These statements emphasise the necessity for greater awareness and more effective communication regarding the role of rehabilitation in palliative care. This is both within healthcare teams and in interactions with patients and their families.

Thus, participants described this integration using different terms, reflecting the evolving nature of the concept across healthcare contexts: ‘Palliative rehabilitation’; ‘Rehabilitative palliative care’; ‘Rehabilitation in palliative care’; ‘The reablement/rehabilitation approach’; ‘Empowered living.

The participants’ perceptions indicated that, despite the utilisation of disparate terminology to describe rehabilitation in palliative care, their definitions exhibited common elements. Rehabilitation is about adaptation, empowerment and self-management, collaboration among healthcare teams, patients and families to define and achieve meaningful goals, and extends beyond physical function. The findings indicate that language and terminology can influence perceptions, and that clearer communication is required to ensure that rehabilitation is understood as an integral part of palliative care.

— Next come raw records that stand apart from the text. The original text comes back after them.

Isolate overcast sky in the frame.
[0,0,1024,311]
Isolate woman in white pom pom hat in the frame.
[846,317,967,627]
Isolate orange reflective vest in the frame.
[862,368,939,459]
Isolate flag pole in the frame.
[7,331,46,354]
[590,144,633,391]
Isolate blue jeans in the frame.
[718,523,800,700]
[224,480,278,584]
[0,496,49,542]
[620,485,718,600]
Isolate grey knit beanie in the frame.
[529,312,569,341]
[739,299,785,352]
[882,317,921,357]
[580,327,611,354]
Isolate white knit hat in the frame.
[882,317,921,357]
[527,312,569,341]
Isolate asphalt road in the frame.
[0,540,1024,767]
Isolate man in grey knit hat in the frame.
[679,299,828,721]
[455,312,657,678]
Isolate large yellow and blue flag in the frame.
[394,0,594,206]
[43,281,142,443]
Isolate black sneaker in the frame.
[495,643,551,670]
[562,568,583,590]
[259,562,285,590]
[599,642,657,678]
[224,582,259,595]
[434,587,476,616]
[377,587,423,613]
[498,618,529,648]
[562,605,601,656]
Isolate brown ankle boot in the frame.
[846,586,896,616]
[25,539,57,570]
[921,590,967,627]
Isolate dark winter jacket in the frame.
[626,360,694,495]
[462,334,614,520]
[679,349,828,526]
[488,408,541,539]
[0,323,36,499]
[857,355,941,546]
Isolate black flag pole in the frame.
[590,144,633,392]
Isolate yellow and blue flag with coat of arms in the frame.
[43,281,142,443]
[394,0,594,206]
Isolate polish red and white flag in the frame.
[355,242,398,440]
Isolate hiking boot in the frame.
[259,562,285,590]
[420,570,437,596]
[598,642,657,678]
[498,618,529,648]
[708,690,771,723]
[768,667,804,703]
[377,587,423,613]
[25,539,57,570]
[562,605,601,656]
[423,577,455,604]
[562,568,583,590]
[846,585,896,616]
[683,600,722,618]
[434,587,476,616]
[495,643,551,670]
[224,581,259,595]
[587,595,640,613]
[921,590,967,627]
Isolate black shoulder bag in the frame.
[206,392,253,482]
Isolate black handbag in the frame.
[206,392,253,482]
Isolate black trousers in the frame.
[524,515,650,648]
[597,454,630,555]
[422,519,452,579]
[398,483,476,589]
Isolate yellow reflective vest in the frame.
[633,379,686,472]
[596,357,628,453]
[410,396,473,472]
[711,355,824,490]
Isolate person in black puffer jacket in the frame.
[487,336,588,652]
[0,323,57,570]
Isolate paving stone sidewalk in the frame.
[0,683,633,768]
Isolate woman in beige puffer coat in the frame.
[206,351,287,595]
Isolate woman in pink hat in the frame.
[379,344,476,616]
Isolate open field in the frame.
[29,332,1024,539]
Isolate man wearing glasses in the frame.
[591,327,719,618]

Supporting life on the road to death

The participants described rehabilitation as a means of preserving function, dignity and autonomy, ensuring that individuals experience comfort, control and quality of life in their final days. This sub-theme explores how rehabilitation supports individuals in engaging with life while preparing for death, highlighting the importance of planning, person-centred care and a shift in societal attitudes toward dying.

The participants reported the notion that death should be humanised to the same extent as birth, requiring care, intention and support for the individual and their loved ones. One participant described the satisfaction of being able to support individuals in maintaining their sense of functionality and wellbeing until the end of their lives.

“When I realise that there's something I can do to make the person feel functional until the moment they die, when that's possible and I feel very good about being able to do it, being able to be a person who contributes to that person's quality of life. We have to have a humanised birth, but we also have to have a humanised departure.” (Nurse1-BR)

The lack of preparation and conversation around death was emphasised, with the view that rehabilitation plays a crucial role in helping individuals and families plan for the end of life. One participant emphasised the necessity to conceive of death as an integral component of life, requiring the same consideration and care as birth.

“We come from a place where we don't talk about death. We don't plan. Death is like a taboo. So if you're planning your life, you'd better plan your death. So rehabilitation is very important and it's still important until the person dies, because you still have to make sure that they get the best out of life while they're dying, make it as comfortable and pain-free as possible at the end of their lives.” (Nurse1-UK)

Another participant compared how much attention is given to birth planning versus the lack of planning for death, arguing that a similar level of preparation should be devoted to how individuals leave this world:

“We spend a lot of time and energy on how people come into this world. You know we have birth plans, we spend nine months talking to women and men about how you want and where your baby will be born. What music you want, what doctor you want, and all that. We don't put half that energy into how we want to leave this world. And we should, because it's the last thing we'll do for ourselves and our loved ones, it's how people go, and it's important for those left behind, because people shouldn't be left clinging to bad experiences, and we can make a difference.” (Nurse5-UK)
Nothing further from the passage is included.